All or None: Identifiable Linear Properties of Next-token Predictors in Language Modeling

Marconato, Emanuele, Lachapelle, Sébastien, Weichwald, Sebastian, Gresele, Luigi

arXiv.org Machine Learning 

In natural language processing, it is well-established that linear relationships between highdimensional, real-valued vector representations of textual inputs reflect semantic and syntactic patterns. This was motivated in seminal works [4, 5, 6, 7, 8] and extensively validated in word embedding models [9, 10, 11] as well as modern large language models trained for next-token prediction [2, 12, 13, 14, 15, 16, 17, 18, 19]. This ubiquity is puzzling, as different internal representations can produce identical next-token distributions, resulting in distribution-equivalent but internally distinct models.
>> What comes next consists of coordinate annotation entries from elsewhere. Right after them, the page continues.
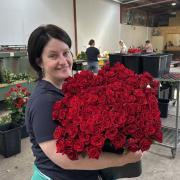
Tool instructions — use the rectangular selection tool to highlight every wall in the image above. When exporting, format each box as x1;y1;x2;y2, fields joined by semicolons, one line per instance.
0;0;74;49
77;0;120;52
120;24;152;48
169;11;180;26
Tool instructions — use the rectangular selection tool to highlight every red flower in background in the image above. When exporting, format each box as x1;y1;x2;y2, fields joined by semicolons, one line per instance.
5;84;30;125
128;48;142;54
52;64;162;160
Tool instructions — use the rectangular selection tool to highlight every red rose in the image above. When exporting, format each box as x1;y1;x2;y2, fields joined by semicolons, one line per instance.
87;146;101;159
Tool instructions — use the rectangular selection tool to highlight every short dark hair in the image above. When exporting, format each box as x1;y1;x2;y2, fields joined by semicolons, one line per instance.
89;39;95;46
27;24;71;79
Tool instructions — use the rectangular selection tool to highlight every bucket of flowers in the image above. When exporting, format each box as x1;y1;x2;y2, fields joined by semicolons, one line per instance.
52;64;162;180
5;84;30;138
0;84;30;157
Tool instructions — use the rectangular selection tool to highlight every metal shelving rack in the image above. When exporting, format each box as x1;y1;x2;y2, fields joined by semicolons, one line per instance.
156;77;180;158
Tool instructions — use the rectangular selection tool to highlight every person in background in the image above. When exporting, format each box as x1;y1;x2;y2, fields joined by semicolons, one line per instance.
86;39;100;73
144;40;153;53
119;40;128;54
25;24;142;180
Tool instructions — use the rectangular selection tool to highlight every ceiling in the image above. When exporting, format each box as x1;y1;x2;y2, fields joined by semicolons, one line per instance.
116;0;180;15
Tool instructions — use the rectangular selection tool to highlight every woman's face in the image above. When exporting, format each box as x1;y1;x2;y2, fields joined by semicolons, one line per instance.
40;38;73;83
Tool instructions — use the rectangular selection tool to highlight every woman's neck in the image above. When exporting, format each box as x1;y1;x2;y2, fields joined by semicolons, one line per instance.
43;77;64;89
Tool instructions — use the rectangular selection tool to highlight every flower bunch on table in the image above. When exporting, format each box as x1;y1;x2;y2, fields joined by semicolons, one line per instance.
128;48;142;54
5;84;30;125
52;64;162;160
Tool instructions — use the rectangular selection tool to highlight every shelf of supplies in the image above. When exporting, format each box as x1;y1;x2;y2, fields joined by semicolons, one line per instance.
162;127;180;147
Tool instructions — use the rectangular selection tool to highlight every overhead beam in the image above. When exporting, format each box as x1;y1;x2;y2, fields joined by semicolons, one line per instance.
127;0;174;10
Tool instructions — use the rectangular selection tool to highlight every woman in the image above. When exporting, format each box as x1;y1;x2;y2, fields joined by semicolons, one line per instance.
119;40;127;54
86;39;100;73
26;25;142;180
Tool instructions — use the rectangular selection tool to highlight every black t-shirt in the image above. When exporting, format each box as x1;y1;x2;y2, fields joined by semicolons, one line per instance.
26;80;98;180
86;47;100;62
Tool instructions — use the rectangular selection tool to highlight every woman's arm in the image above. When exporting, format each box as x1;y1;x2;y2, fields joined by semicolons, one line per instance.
39;140;142;170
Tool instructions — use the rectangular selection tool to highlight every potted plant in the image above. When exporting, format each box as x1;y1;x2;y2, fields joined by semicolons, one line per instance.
0;113;21;157
5;84;30;138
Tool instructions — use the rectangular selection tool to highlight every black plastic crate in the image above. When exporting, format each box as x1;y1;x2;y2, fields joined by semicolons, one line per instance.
109;53;124;66
0;123;21;157
142;54;167;77
124;55;143;74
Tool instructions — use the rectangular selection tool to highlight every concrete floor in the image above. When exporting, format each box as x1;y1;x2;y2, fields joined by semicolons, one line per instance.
0;138;180;180
0;68;180;180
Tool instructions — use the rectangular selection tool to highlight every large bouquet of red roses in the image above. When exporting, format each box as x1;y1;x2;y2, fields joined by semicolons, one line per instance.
53;64;162;160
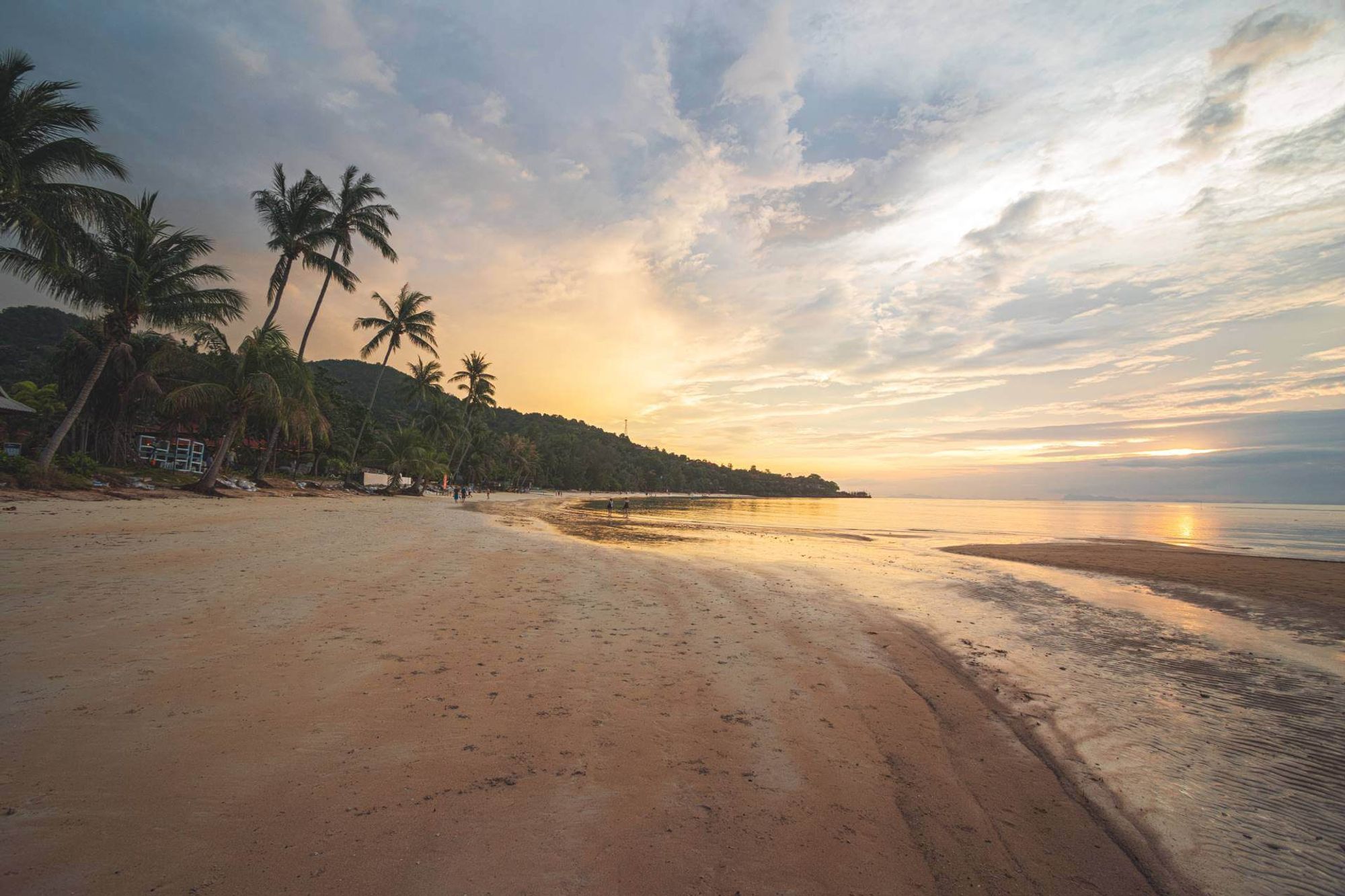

This raises a key question: Are the observed linear properties shared across all models with the same next-token distribution? Our main result is a mathematical proof that, under suitable conditions, certain linear properties hold for either all or none of the equivalent models generating a given next-token distribution. We demonstrate this through three main contributions. The first main contribution (Section 3) is an identifiability result characterizing distributionequivalent next-token predictors. Our result is a generalization of the main theorems by Roeder et al. [3] and Khemakhem et al. [20], relaxing the assumptions of diversity and equal representation dimensionality. This result is of independent interest for research on identifiable representation learning since our analysis is applicable to several discriminative models beyond next-token prediction [3].